Photopolarimetric measurements in the Atlanta metropolitan area, and their potential for improving characterization of absorbing aerosols
Bryan M. Karpowicz, Georgia Institute of Technology, Atlanta, GA; and I. N. Sokolik, R. J. Greenwald, R. Peltier, R. Weber, and M. Bergin
Large uncertainties in the effects of atmospheric aerosols are among the major factors currently limiting our understanding of climate change. A key question is whether atmospheric aerosols contribute to warming or cooling of the climate system. Since the sign of radiative forcing is controlled by the ability of aerosol particles to absorb light, the information on the single scattering albedo of different aerosol types is clearly very desirable.

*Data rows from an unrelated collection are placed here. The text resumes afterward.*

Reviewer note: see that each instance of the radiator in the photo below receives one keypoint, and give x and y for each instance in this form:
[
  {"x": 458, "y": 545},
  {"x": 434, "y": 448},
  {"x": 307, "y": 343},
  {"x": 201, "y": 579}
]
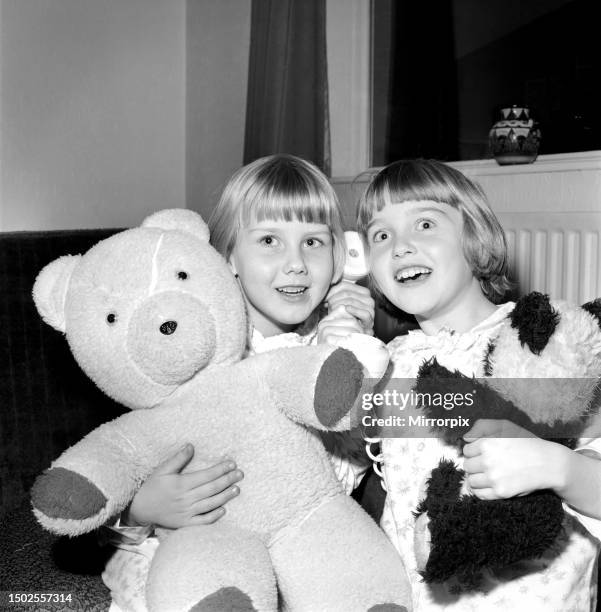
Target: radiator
[{"x": 559, "y": 255}]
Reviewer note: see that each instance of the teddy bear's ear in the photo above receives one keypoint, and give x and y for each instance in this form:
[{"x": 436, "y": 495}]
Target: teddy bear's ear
[
  {"x": 180, "y": 219},
  {"x": 535, "y": 319},
  {"x": 50, "y": 290},
  {"x": 594, "y": 308}
]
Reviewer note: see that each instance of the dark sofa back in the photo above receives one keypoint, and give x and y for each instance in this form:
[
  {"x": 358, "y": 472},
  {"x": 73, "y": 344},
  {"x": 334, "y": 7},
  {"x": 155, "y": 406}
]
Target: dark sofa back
[{"x": 46, "y": 402}]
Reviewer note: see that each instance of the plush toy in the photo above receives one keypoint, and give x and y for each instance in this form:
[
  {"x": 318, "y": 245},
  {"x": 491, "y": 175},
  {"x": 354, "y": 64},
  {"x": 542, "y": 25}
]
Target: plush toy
[
  {"x": 155, "y": 317},
  {"x": 542, "y": 373}
]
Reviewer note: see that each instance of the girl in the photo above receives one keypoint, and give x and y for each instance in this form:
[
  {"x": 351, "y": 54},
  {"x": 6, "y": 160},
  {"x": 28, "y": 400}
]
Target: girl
[
  {"x": 278, "y": 224},
  {"x": 437, "y": 251}
]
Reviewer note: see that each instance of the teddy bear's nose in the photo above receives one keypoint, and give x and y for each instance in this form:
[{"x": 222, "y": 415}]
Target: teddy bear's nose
[{"x": 168, "y": 327}]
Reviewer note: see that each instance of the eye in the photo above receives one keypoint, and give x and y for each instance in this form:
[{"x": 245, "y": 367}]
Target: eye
[
  {"x": 313, "y": 242},
  {"x": 380, "y": 236},
  {"x": 425, "y": 224},
  {"x": 269, "y": 241}
]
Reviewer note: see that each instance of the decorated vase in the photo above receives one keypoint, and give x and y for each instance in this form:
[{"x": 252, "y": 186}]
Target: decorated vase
[{"x": 515, "y": 138}]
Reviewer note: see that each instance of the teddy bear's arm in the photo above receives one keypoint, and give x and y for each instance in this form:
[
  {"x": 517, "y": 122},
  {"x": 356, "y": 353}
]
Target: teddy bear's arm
[
  {"x": 95, "y": 479},
  {"x": 313, "y": 385}
]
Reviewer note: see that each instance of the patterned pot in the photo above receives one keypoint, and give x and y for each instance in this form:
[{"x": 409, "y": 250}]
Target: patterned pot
[{"x": 515, "y": 138}]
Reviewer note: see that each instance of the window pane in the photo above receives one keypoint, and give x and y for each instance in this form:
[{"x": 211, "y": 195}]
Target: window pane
[{"x": 442, "y": 69}]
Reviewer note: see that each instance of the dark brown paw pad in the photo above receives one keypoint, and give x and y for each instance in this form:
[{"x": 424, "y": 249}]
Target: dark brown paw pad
[
  {"x": 337, "y": 387},
  {"x": 228, "y": 598},
  {"x": 63, "y": 494}
]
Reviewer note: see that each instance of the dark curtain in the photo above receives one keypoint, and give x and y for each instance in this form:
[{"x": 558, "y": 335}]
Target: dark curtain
[{"x": 287, "y": 104}]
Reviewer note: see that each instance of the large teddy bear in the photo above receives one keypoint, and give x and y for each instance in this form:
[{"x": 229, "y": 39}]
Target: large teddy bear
[
  {"x": 542, "y": 373},
  {"x": 156, "y": 319}
]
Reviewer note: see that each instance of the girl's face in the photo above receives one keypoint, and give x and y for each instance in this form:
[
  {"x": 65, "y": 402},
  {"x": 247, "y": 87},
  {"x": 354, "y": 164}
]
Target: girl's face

This study explores the potential for retrieving the aerosol single scattering albedo using ground-based polarimetric measurements conducted under urban aerosol-laden conditions. We utilized data from several AERONET sites representative of urban pollution cases. In addition, new measurements were carried out in the Atlanta Metropolitan Area using a CIMEL sun-sky photometer with a polarimetric channel in conjunction with a suite of in-situ aerosol instruments including a Magee Scientific Aethalometer, Particle Soot Absorption Photometer, Nephelometer, and an EC/OC instrument. Several techniques to retrieve the single scattering albedo were tested. A detailed analysis of the sensitivity of polarization to aerosol size distribution, composition, amount of black carbon and its mixing state were performed using a polarimetric radiative transfer code. The paper will report the results of this work and discuss the advantages and limitations of polarimetric measurements for the retrieval of the aerosol single scattering albedo.